Segmentation can also create some interesting relationships between metrics. For example, let’s say I have applied a segment to exclude all U.S. visits. But I have some visitors who use laptops or mobile devices, and travel between the U.S. and other countries. Let’s imagine that one such visitor clicked through a campaign while he was in the U.S., and then made a number of subsequent visits while he was outside of the U.S. Only those subsequent visits would be included in my segment, and all data from my first visit (where the click-through occurred) would be excluded. If my tracking code persists for multiple visits, I could see 0 click-throughs and, say, 5 entries in this report.

Q: Why can I only exclude five IP addresses using the Admin Console?

BG: This came up on Twitter a while back and I wanted to clarify for everyone: you can now exclude up to 50 IP addresses or ranges in the Admin Console. Many of you who have been considering a VISTA rule to exclude a bunch of IP addresses can probably do everything you need to do within the UI now. To get started, go to Admin > Exclude by IP.

exclude IPs in SiteCatalyst

Q: Can you please tell me what “Loc. #” is and what is the difference between Loc. # 0 and 151 or 169?

BG: Location number (Loc. #) is how ClickMap attempts to record exactly where on the page a link occurred. This “metric” appears in the ClickMap report within SiteCatalyst and nowhere else. You can read more about it in my old ClickMap post that still mostly applies. Essentially, some browsers allow ClickMap to obtain a numbered list of everything on the page. When a user clicks a link, ClickMap can determine that the link was element 151 or 169, which helps it assign that click to the link and then build an overlay when you use the ClickMap browser plug-in.

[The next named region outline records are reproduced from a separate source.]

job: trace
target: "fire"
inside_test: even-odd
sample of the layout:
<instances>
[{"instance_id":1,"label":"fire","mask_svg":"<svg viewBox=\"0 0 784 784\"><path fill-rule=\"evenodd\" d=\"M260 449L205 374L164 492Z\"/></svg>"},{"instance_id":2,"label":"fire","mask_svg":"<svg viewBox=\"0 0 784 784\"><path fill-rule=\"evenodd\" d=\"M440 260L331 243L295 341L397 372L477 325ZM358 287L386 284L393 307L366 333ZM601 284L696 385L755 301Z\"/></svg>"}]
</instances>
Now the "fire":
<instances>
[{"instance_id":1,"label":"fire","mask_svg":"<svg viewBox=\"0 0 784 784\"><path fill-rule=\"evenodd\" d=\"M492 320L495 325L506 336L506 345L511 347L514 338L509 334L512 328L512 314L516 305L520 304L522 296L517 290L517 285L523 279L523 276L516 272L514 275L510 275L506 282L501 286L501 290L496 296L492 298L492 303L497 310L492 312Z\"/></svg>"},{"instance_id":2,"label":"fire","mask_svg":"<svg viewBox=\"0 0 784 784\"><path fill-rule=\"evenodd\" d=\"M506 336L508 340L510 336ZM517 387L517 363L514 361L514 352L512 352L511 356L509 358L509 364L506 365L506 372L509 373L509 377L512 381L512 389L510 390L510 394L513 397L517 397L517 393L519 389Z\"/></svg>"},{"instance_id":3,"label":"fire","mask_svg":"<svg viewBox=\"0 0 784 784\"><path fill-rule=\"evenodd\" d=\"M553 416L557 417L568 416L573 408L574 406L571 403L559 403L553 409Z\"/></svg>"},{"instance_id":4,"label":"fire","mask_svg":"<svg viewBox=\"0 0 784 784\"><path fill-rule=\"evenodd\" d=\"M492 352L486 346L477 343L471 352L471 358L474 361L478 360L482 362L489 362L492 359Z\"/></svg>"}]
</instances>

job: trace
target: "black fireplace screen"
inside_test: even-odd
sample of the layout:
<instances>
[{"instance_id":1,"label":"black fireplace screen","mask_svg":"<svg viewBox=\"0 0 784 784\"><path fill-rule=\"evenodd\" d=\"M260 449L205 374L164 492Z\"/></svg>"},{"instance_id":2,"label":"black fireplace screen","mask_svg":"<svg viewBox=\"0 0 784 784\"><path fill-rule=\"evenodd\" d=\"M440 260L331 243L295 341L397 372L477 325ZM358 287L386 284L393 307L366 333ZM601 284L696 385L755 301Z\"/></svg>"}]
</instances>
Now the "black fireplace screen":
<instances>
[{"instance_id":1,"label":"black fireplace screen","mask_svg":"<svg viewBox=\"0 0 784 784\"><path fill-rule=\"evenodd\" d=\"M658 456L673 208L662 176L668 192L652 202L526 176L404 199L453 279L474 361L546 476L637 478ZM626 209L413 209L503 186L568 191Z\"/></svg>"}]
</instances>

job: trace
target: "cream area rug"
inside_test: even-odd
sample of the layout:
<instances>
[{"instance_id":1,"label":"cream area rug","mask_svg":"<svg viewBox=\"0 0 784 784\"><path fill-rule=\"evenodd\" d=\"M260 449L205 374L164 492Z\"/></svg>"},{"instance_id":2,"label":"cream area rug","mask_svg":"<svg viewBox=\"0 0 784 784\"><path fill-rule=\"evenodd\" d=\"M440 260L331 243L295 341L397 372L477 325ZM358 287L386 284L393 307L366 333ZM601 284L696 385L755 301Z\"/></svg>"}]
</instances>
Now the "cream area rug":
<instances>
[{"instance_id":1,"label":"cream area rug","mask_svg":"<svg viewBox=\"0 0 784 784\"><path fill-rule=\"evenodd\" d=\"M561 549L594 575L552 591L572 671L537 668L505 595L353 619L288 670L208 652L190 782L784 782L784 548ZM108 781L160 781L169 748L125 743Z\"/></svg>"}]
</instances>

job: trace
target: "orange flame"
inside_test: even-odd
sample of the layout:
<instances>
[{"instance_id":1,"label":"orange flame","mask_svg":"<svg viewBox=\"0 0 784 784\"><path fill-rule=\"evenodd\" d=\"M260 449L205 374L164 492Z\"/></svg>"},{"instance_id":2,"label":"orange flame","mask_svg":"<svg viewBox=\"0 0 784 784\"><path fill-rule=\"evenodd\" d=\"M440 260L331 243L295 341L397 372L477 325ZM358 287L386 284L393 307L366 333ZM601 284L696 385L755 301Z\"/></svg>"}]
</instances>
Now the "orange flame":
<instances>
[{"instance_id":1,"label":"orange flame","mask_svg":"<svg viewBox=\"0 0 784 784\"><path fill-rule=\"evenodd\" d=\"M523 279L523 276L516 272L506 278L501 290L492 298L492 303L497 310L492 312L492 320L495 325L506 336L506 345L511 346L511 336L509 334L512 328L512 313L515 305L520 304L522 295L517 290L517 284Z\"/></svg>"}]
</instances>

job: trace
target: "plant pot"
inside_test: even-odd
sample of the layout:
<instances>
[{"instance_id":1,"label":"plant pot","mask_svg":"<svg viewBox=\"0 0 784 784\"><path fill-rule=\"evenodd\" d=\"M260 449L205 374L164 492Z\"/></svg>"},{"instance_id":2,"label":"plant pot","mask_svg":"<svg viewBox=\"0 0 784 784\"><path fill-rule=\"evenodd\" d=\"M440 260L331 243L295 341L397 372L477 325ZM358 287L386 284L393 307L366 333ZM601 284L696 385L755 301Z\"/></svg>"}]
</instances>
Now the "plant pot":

If a user’s browser does not provide this information, ClickMap can still determine where the click occurred, but it does not use the location number. That’s why you sometimes see Loc. # equal to zero.

Q: How can I manage my segments in SiteCatalyst 15?

BG: This one is not a real question from a user, but since I didn’t blog about it when it was released, I figured I should mention that last month we added the ability to edit and delete segments directly in the segmentation drop-down menu in SiteCatalyst 15. Now, when you expand the menu, you will see three icons next to your segments that were created in SiteCatalyst or Data Warehouse:

delete a segment in SiteCatalyst 15

The little blue “i” gives you a window that shows the segment definition, so you can be sure that it’s the one you want to apply. The pencil allows you to edit the segment definition (so you no longer have to create new segments to iterate on existing ones!). The red “x,” as I’m sure you guessed, allows you to delete a segment. BONUS FUN FACT: If you delete a segment that is in use by a Data Warehouse report, the Data Warehouse report will not be impacted. The segment will be applied as expected. So you don’t need to worry about breaking your DW reports by deleting a segment.

This doesn’t apply to all segments in the drop-down menu; the built-in segments, those that were created by another user, or those that were created in Discover, cannot be deleted or edited; you can still view their definitions, but you cannot change them.